O aspecto de documento sociocultural de um povo é ressaltado em “Era Uma Vez na América” quando Leone, um europeu orgulhoso de seu berço, se atreve a avaliar o americano e sua ânsia desenvolvimentista, capitalista, composta do materialismo mais rasteiro e sem propósito e, por paradoxal que soe, o niilismo que isso, no fundo, encerra. Os quatro moleques encardidos e malvistos tinham por ideal de vida ser justamente isso: párias. O quarteto vai perdendo o lirismo desditoso que poderia ter para mergulhar de cabeça na marginalidade crua, sangrenta, tão característica da belicosidade da América. Os Estados Unidos sempre estiveram se metendo em guerras e as vencendo — com exceções pontuais, a mais flagrante a Guerra do Vietnã (1955-1975), sendo que o êxito das incursões no Iraque e no Afeganistão ao longo dos anos 1990 e durante a primeira década do século 21 não são, definitivamente, pontos pacíficos —, o que se espelha na natureza mesma do seu povo. A democracia nem sempre é tomada como o único recurso a fim de se dirimir conflitos, haja vista a passagem em que os protagonistas enfrentam o sindicato, ao qual não se permitem subjugar. Uma crítica de como se fazia — e se faz — política, nos Estados Unidos e mundo afora, dia a dia mais pertinente.

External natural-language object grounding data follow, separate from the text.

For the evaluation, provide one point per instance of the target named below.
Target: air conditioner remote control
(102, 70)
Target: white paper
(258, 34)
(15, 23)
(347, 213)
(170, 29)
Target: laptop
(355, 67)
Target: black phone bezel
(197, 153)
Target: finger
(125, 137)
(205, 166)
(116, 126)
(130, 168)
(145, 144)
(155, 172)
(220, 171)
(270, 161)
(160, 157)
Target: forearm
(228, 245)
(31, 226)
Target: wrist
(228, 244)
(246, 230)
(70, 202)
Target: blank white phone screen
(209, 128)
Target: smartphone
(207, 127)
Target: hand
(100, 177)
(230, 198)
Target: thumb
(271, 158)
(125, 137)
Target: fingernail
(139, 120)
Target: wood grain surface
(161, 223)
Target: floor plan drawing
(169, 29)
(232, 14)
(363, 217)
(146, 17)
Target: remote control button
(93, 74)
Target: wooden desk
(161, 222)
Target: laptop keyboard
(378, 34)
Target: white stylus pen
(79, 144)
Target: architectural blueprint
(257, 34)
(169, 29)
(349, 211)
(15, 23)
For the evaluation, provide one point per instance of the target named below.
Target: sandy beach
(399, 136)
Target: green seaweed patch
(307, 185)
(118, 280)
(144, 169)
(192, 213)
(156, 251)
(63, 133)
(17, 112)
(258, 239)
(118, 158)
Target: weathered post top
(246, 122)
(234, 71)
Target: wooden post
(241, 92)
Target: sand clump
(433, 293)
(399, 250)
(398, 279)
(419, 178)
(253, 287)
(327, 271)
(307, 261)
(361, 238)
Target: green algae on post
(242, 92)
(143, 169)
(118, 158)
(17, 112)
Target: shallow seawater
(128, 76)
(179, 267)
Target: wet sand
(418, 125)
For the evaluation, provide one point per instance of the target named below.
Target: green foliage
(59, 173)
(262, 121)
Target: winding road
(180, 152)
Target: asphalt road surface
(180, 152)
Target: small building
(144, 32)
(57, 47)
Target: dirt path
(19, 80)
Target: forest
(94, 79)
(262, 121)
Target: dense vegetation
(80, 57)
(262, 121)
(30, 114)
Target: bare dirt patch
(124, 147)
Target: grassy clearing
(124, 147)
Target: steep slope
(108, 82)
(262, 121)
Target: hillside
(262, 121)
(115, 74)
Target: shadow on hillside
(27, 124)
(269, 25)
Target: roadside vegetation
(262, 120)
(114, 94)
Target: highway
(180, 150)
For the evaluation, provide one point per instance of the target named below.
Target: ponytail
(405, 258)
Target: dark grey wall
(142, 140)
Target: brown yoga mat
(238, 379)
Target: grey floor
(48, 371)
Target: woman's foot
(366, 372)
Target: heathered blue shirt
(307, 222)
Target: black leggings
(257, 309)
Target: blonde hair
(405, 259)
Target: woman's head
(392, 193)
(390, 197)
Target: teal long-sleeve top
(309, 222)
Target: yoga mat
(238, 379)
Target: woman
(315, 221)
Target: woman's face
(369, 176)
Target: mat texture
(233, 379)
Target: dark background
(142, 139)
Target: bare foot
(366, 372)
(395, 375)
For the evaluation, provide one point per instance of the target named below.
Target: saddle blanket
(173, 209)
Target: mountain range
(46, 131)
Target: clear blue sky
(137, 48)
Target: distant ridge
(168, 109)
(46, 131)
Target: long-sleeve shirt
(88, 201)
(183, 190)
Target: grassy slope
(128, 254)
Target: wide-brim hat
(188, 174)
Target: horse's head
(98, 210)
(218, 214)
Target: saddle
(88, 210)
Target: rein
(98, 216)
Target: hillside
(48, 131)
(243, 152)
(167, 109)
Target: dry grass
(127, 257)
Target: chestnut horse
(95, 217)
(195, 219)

Pleno de referências a outros figurões do cinema, como Kubrick (1928-1999) e Antonioni (1912-2007), “Era Uma Vez na América” é um testemunho de que a humanidade é mesmo um caso perdido e que uma possível evolução é a mais delirante quimera. O descanso para a alma ainda em vida só vem aos que se prontificam a um exame de consciência rigoroso, sem lacunas para tergiversações. Que falta faz um Sergio Leone.